VISTA In the News

Doctors wanted — adventure, all expenses paid, good wages

Written by VISTA Staffing | Jun 1, 2004 4:48:00 PM

Dr. Molly Hutsinpiller says she has the best job in medicine.

Her work for a physician staffing agency has taken her from the South Pole to Alaska. She can pick and choose the assignments, or not work at all. She doesn’t have to support an office or staff and her agency covers expenses for airfare, rental cars, lodging, and malpractice insurance — "everything except gas and food."

She’s a doctor for hire who practices medicine and nothing more.

"You have power over your schedule," said the 48-year-old emergency physician from her Snowbird resort time-share, resting after 3 months at the South Pole, where she worked for National Science Foundation contractor Raytheon Co. and dealt mostly with altitude sickness at the 9,000-foot base.

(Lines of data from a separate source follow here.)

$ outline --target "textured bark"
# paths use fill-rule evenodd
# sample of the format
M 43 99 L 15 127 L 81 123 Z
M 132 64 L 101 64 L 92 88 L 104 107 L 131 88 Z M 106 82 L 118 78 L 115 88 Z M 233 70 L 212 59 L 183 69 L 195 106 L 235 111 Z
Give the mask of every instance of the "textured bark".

A business started 25 years ago this fall by a University of Utah medical student — hiring doctors like smokejumpers for temporary assignments, often to remote places — has provided thousands of physicians like Hutsinpiller with reliable work and ballooned into a $2 billion industry.

"They’re needed and appreciated, and they don’t get sucked into professional politics. It’s pure medicine, without all the hassles," said Dr. Therus Kolff, who started the physician-for-hire business known by the industry name locum tenens — Latin for "holding a place."

Kolff, an entrepreneur who started four companies, now sits on the board of Salt Lake-based VISTA Staffing Solutions, which can draw on a pool of more than 1,200 physicians, including Hutsinpiller. Their wages range from $50 an hour for basic emergency care to as much as $2,000 a day for neurosurgeons, depending on the assignment.

"If they don’t want to go to North Dakota in February, they don’t have to," said VISTA chief executive Mark Brouse, who can resort to horse-trading to find doctors willing to take less desirable postings: "We’ll send you to Hawaii in March."

Physicians work anywhere from a week or less on U.S. assignments to as much as six months overseas, typically earning $400 a day for family practice or about $1,200 for specialists.

VISTA, which screens and certifies doctors, covers their malpractice insurance with a $1 million annual premium, Brouse said. The company has as many as 200 physicians under contract any given day.

The demand for these footloose doctors is expected to steadily increase as the U.S. population grows and gets proportionally older, while U.S. medical schools are limited in the number of new doctors they can graduate, Kolff said.

Regional disparities in the supply of doctors, who tend to gravitate to metropolitan areas, gave rise to shortages in the first place.

Kolff was a medical student when he landed a federal grant to supply medical help to rural areas and Indian reservations across the West where doctors are scarce.

In 1979 he founded Comprehensive Health Systems, selling that company in the early 1990s. Through a series of mergers it’s now called CompHealth Group, one of seven big players in the medical staffing industry. VISTA is the fifth-largest and fastest-growing player, supplying doctors only. Others deploy nurses as well. The roll call of agencies includes another 60 mom-and-pop operations.

Kolff, 55, comes from a family of doctors including his father, grandfather, two uncles and three brothers. Another brother is a medical architect who designs hospitals and clinics.

Their 93-year-old Dutch immigrant father, Willem J. Kolff, invented the kidney dialysis machine and headed the Division of Artificial Organs at the University of Utah until 1999.

Therus (pronounced "Terrus") Kolff says many doctors are fed up with pushing paper, fighting insurers, keeping long hours and paying exorbitant malpractice rates.

When the economy and stock market rebound, he predicts, many older physicians will cash out their retirement portfolios and retire, aggravating the doctor shortage and giving companies like VISTA and its contractor-physicians more business.

Hutsinpiller has worked for VISTA and other staffing agencies off and on since 1998. An engineer, she decided at 32 to pursue a medical degree at the University of Utah. She completed a residency in Denver, then worked for the Colorado Outward Bound School for nine years while spending winters skiing.

"Financially single" but married, she visits her husband and his daughter in Spokane, Wash., between assignments and spends Augusts at Priest Lake in northern Idaho. She still owns a house in Salt Lake City, which she rents out.

Hutsinpiller has spent parts of the past few weeks pulling 24-hour shifts at one hospital in Ketchikan, Alaska, and overnight shifts at another hospital in Anchorage. She could make more money being a regular doctor with fixed hours, but "my needs are not huge."

"Life is so short, you have to enjoy it," she said.